Sehr seltene Nebenwirkungen (betreffen weniger als 1 von 10.000 Behandelten) umfassen:

  • Stevens-Johnson-Syndrom (schwerwiegende Blasenbildung auf der Haut, im Mund, den Augen und im Genitalbereich), Erythema multiforme (fleckiger, roter Hautausschlag), Veränderungen der Leberfunktion, Hörverlust, Gynäkomastie (Schwellung der Brust bei Männern und Frauen), Sehnenverletzungen.

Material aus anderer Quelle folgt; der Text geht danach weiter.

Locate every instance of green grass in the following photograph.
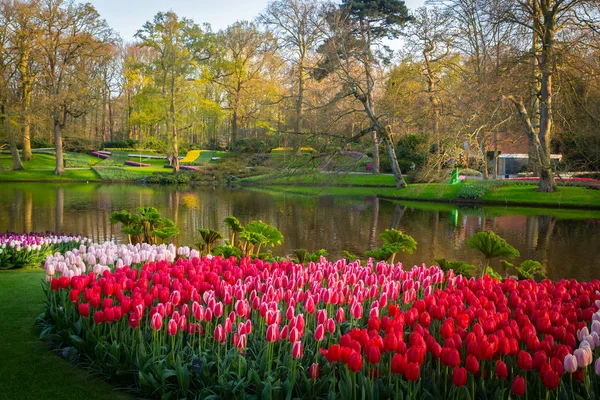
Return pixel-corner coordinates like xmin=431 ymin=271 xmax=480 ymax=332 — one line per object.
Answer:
xmin=128 ymin=153 xmax=167 ymax=167
xmin=64 ymin=153 xmax=102 ymax=168
xmin=481 ymin=184 xmax=600 ymax=207
xmin=0 ymin=153 xmax=56 ymax=169
xmin=0 ymin=269 xmax=130 ymax=400
xmin=98 ymin=150 xmax=129 ymax=167
xmin=0 ymin=169 xmax=100 ymax=182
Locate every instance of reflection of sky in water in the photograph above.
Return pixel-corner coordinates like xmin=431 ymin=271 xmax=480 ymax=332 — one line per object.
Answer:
xmin=0 ymin=184 xmax=600 ymax=279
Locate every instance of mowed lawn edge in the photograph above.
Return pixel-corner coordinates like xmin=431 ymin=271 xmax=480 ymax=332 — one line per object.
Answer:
xmin=0 ymin=269 xmax=132 ymax=400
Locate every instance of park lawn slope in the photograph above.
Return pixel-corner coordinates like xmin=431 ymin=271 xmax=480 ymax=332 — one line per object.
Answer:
xmin=481 ymin=185 xmax=600 ymax=207
xmin=0 ymin=269 xmax=130 ymax=400
xmin=0 ymin=169 xmax=101 ymax=182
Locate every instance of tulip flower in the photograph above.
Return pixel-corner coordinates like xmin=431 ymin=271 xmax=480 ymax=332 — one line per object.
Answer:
xmin=452 ymin=368 xmax=467 ymax=387
xmin=308 ymin=363 xmax=319 ymax=380
xmin=315 ymin=324 xmax=325 ymax=342
xmin=292 ymin=341 xmax=302 ymax=359
xmin=267 ymin=324 xmax=279 ymax=343
xmin=496 ymin=360 xmax=508 ymax=379
xmin=512 ymin=375 xmax=526 ymax=397
xmin=564 ymin=354 xmax=577 ymax=374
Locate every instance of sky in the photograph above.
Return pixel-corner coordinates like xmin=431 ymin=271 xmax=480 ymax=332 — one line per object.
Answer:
xmin=87 ymin=0 xmax=424 ymax=42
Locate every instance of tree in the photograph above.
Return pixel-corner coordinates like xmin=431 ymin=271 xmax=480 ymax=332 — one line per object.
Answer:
xmin=318 ymin=0 xmax=410 ymax=188
xmin=406 ymin=7 xmax=456 ymax=173
xmin=502 ymin=0 xmax=599 ymax=192
xmin=38 ymin=0 xmax=114 ymax=175
xmin=259 ymin=0 xmax=325 ymax=141
xmin=136 ymin=12 xmax=208 ymax=172
xmin=211 ymin=21 xmax=277 ymax=148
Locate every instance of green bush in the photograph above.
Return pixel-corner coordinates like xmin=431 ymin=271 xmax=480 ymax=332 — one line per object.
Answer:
xmin=456 ymin=182 xmax=491 ymax=200
xmin=102 ymin=139 xmax=138 ymax=149
xmin=93 ymin=167 xmax=142 ymax=181
xmin=145 ymin=171 xmax=194 ymax=185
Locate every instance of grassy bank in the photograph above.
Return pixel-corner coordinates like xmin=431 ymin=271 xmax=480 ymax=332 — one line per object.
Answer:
xmin=241 ymin=173 xmax=600 ymax=209
xmin=0 ymin=269 xmax=130 ymax=400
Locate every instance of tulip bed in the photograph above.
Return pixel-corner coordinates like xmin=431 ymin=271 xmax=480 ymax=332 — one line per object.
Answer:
xmin=38 ymin=243 xmax=600 ymax=399
xmin=0 ymin=232 xmax=88 ymax=270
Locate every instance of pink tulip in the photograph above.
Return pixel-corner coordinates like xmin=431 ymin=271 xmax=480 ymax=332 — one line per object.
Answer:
xmin=292 ymin=342 xmax=302 ymax=359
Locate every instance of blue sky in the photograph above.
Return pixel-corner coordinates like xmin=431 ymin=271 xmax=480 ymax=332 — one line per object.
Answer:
xmin=88 ymin=0 xmax=424 ymax=42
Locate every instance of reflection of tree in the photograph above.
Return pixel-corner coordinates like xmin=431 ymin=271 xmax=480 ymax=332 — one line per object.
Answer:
xmin=369 ymin=197 xmax=379 ymax=249
xmin=23 ymin=190 xmax=33 ymax=232
xmin=54 ymin=186 xmax=65 ymax=232
xmin=390 ymin=204 xmax=406 ymax=229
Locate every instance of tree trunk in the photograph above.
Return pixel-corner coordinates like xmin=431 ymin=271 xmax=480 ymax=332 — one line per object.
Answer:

Mögliche Nebenwirkungen, die im Zusammenhang mit einigen Statinen (Arzneimittel derselben Art) angegeben wurden, sind:

  • Depressionen
  • Atemprobleme einschließlich anhaltender Husten und/oder Kurzatmigkeit oder Fieber

Bitte informieren Sie Ihren Arzt, wenn Sie Nebenwirkungen haben. Dieser wird dann über die weitere Vorgehensweise entscheiden.

Informieren Sie bitte Ihren Arzt oder Apotheker, wenn eine der aufgeführten Nebenwirkungen Sie erheblich beeinträchtigt oder Sie Nebenwirkungen bemerken, die nicht in dieser Gebrauchsinformation angegeben sind.

Wie soll es aufbewahrt werden?

Arzneimittel für Kinder unzugänglich aufbewahren.

Sie dürfen Etaoester nach dem auf der Blisterpackung und dem Umkarton nach “Verwendbar bis” angegebenen Verfalldatum nicht mehr anwenden. Das Verfalldatum bezieht sich auf den letzten Tag des Monats.

Für dieses Arzneimittel sind keine besonderen Lagerungsbedingungen erforderlich.

Das Arzneimittel darf nicht im Abwasser oder Haushaltsabfall entsorgt werden. Fragen Sie Ihren Apotheker wie das Arzneimittel zu entsorgen ist, wenn Sie es nicht mehr benötigen. Diese Maßnahme hilft die Umwelt zu schützen.